Saudi Court Upholds Jail, Lashes for Egyptian Lawyer

إقرأ هذا الخبر بالعربية W460

A Saudi appeals court has upheld jail and lashes for an Egyptian lawyer whose arrest on drug trafficking charges last year sparked a row with Cairo, a newspaper said Thursday.

The five-year sentence and 300 lashes meted out by a Jeddah court against Ahmed al-Gizawi are now final, Okaz daily said, adding that the execution of the lashing sentence will begin "within a month."

The lashes are implemented at the rate of 50 per month.

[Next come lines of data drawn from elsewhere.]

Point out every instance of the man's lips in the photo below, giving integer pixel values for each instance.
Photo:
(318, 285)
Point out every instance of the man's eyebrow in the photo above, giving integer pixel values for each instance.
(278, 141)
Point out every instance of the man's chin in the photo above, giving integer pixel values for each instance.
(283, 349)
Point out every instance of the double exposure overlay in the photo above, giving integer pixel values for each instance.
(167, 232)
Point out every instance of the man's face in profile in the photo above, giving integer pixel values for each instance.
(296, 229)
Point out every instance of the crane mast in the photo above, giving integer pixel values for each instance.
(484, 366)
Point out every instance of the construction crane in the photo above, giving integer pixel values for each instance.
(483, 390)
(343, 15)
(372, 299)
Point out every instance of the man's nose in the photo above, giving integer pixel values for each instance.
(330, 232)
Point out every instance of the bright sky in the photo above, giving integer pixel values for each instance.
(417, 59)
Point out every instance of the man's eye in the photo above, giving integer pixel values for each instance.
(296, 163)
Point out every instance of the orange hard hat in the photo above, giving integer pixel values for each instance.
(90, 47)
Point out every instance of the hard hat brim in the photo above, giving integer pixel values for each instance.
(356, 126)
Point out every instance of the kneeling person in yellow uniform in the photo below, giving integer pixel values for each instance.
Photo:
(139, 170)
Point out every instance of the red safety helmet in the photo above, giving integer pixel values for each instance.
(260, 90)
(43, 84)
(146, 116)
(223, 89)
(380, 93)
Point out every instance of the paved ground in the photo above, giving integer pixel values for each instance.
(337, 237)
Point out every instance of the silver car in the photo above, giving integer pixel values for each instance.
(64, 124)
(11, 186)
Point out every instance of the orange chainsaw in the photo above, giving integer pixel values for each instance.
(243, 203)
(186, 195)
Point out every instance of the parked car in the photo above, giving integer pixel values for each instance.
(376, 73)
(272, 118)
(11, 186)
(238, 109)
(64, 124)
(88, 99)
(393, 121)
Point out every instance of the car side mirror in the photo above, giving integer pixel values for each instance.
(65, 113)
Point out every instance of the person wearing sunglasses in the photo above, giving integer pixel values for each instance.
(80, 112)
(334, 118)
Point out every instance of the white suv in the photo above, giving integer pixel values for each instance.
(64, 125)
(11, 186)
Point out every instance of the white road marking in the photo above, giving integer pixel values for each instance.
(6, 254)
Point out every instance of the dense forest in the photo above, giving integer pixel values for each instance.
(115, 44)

Gizawi was accused of trying to smuggle in 21,380 capsules of the anti-anxiety drug Xanax, which is banned in Saudi Arabia, where drug trafficking carries the death sentence.

He had traveled to Saudi Arabia in April 2012 with his wife to perform the umra, the minor pilgrimage to Islam's holiest sites in Mecca and Medina, when he was detained at Jeddah airport, the Arabic Network for Human Rights Information said at the time.

The Egyptian organization said Gizawi had earlier been sentenced in absentia to one year in prison and 20 lashes for criticizing the Saudi government, and was targeted over his activism for Egyptian detainees in Saudi prisons.

His arrest triggered a diplomatic row between Riyadh and Egypt's Islamist president Mohamed Morsi, who was ousted by the army in July following nationwide protests.

Hundreds of Egyptian protesters had rallied outside Riyadh's embassy in Cairo demanding his release, prompting the kingdom to shut down its mission.

The embassy reopened on May 4 following a fence-mending visit to King Abdullah by a large delegation of prominent Egyptian figures.